Warum eigentlich sind Neoliberale für «Haircuts»?
Ulrich Thielemann
Kategorie: Orientierungen, Kapital
Warum eigentlich sind zumindest einige neoklassische oder Mainstream-Ökonomen, jedenfalls solche, die sich nicht einer Schule zurechnen (als gäbe es eine paradigmafreie Ökonomik an sich), im Unterschied zu vielen keynesianisch geprägten Ökonomen, für den Haircut bzw. gegen Bail-outs, das «Herausschlagen» der Investoren durch Übernahme ihrer «Risiken»? (Vgl. etwa Plenum der Ökonomen, Harald Hau und Bernd Lucke, Kunibert Raffer, Hans-Werner Sinn und der Sachverständigenrat.) Sie erscheinen damit wie Verbündete der Occupy-Bewegung, die mit dem Slogan aufwartet: «Wir zahlen nicht für Eure Krise»? (Die Gemeinsamkeiten haben aber sogleich wieder ein Ende, wenn Anhänger der Occupy-Bewegung zur Lösung des Überschuldungsproblems der Staaten eine höhere Besteuerung insbesondere des Kapitals fordern, neoklassische Ökonomen hingegen für eine Austeritätspolitik votieren («Sparen», «Den-Gürtel-enger-Schnallen», «Rosskur») und Keynesianer für noch mehr Staatsverschuldung bzw. deren Absicherung oder für Eurobonds, weil sie mit einiger Plausibilität darauf verweisen, dass die Austeritätspolitik nicht zum gewünschten Wachstum, sondern in die Rezession führt, was nichts anderes als die Überforderung der Beschäftigten bzw. der Volkswirtschaften markiert, dem Wettbewerbs- und Renditedruck zu entsprechen. – Dies ist hier aber nicht mein Thema.)
Moralische Empörung?
Im Votum dieser Ökonomen für die Gläubigerbeteiligung, die Umschuldung, den «Haircut» mag sich echte Empörung über die Geiselhaft bzw. die «Erpressbarkeit» der Staaten und ihrer Bürger (soweit sie nicht selbst Rentiers sind) aussprechen, die ausgerechnet von einem Personenkreis faktisch betrieben werde, der weit überdurchschnittliche Wertschöpfungs- oder wohl besser: Abschöpfungserfolge zu verzeichnen hat. Dann allerdings lief das Votum für den Haircut auf einen Paradigmawechsel hinaus, nämlich weg vom Ökonomismus und hin zu einer ethisch-reflektierten Ökonomik. (Damit ist nicht gesagt, dass die Überwindung des Ökonomismus zwingend auf einem Abbau der Kapitalbestände hinauslaufen müsste – wiewohl dies m.E. heute ethisch (!) alternativlos ist. Vielmehr passt dann die Begründung für den Haircut nicht ins ökonomistische bzw. «neoklassische» Programm.)
Positivistische Ökonomik
Auch wenn es für einen solchen Paradigmawechsel durchaus Andeutungen gibt, so scheint mir die Antwort auf die obigen Frage im Kern die gleiche zu sein wie diejenige auf die Frage, warum neoklassische Ökonomen in der Regel die Löhne für zu hoch erachten, aber niemals die Gewinne, worauf meines Wissens erstmals Siegried Katterle (Quelle hier) vor vielen Jahren hingewiesen hat. Dahinter verbirgt sich eine naturalistische bzw. positivistische Sicht, die den Kern des neoklassischen Paradigmas ausmacht und die dem integrativ-ethischen Paradigma (einer menschlichen Marktwirtschaft) genau gegengelagert ist.

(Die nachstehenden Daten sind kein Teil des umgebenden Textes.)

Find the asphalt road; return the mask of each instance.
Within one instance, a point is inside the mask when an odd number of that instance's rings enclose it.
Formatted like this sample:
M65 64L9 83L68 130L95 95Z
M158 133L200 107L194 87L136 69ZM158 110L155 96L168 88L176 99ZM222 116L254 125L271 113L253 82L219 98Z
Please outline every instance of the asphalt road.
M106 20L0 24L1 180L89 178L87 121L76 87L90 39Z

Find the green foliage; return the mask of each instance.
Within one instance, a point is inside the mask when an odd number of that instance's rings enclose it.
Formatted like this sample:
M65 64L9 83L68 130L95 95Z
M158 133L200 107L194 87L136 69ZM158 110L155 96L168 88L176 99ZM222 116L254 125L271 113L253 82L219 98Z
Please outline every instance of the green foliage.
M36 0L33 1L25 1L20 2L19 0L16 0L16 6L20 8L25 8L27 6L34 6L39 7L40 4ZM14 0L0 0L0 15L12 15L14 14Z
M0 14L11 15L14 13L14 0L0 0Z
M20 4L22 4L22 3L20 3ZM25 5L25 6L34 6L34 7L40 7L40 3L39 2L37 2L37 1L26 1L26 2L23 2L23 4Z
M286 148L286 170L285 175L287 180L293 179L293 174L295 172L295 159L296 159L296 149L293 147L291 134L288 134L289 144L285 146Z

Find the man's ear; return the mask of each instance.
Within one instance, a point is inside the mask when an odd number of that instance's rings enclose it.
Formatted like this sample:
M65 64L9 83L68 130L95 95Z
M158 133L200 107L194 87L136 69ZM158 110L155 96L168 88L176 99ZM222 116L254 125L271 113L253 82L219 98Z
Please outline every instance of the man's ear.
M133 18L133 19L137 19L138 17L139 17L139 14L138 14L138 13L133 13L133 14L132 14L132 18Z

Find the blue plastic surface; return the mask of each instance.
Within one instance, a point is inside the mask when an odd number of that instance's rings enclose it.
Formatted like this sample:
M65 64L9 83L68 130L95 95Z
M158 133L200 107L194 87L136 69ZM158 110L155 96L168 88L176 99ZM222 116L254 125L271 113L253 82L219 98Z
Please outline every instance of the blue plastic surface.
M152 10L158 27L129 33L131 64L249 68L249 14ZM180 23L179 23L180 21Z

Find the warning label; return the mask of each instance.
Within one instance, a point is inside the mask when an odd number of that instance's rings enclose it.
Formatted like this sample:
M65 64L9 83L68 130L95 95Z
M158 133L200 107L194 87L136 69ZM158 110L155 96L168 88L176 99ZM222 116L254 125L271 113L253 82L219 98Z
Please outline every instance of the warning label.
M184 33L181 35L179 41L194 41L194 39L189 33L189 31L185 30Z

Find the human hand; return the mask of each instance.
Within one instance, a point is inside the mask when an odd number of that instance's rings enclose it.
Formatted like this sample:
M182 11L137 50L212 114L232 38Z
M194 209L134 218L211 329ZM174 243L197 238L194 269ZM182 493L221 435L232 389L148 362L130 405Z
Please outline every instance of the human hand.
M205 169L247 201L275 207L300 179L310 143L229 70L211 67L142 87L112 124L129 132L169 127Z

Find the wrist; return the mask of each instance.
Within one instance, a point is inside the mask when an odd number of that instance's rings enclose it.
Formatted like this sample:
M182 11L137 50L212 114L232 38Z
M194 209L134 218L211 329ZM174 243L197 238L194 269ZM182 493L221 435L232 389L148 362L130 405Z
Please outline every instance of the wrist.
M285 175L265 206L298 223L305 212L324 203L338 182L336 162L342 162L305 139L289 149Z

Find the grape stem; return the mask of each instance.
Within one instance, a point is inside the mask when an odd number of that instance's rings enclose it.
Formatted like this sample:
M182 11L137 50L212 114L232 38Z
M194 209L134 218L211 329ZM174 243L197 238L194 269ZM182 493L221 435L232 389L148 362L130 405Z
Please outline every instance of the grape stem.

Diese Ökonomen sehen ihre Aufgabe darin, die Marktmachtverhältnisse «objektiv» und «exakt» abzubilden. (Natürlich sprechen sie dabei nicht von Macht.) Im wettbewerblichen Marktraum ereignen «sich» Dinge (was sich mathematisch abbilden lässt), aber es sind nicht Individuen, die in Interaktion treten oder, mit Blick auf den Wettbewerb, die in Interaktionsbeziehungen stehen. Die Akteure adressieren aus dieser Sicht also an sich wechselseitig keine Ansprüche (die legitim oder illegitim sein könnten), sondern verfolgen, jeder für sich, Interessen, und zwar im nicht von Menschen, sondern etwa von Preisbewegungen bestimmten Marktraum, der nach einer eigenlogischen, quasi-natürlichen Maßgabe funktioniert, nämlich nach der des «Marktmechanismus».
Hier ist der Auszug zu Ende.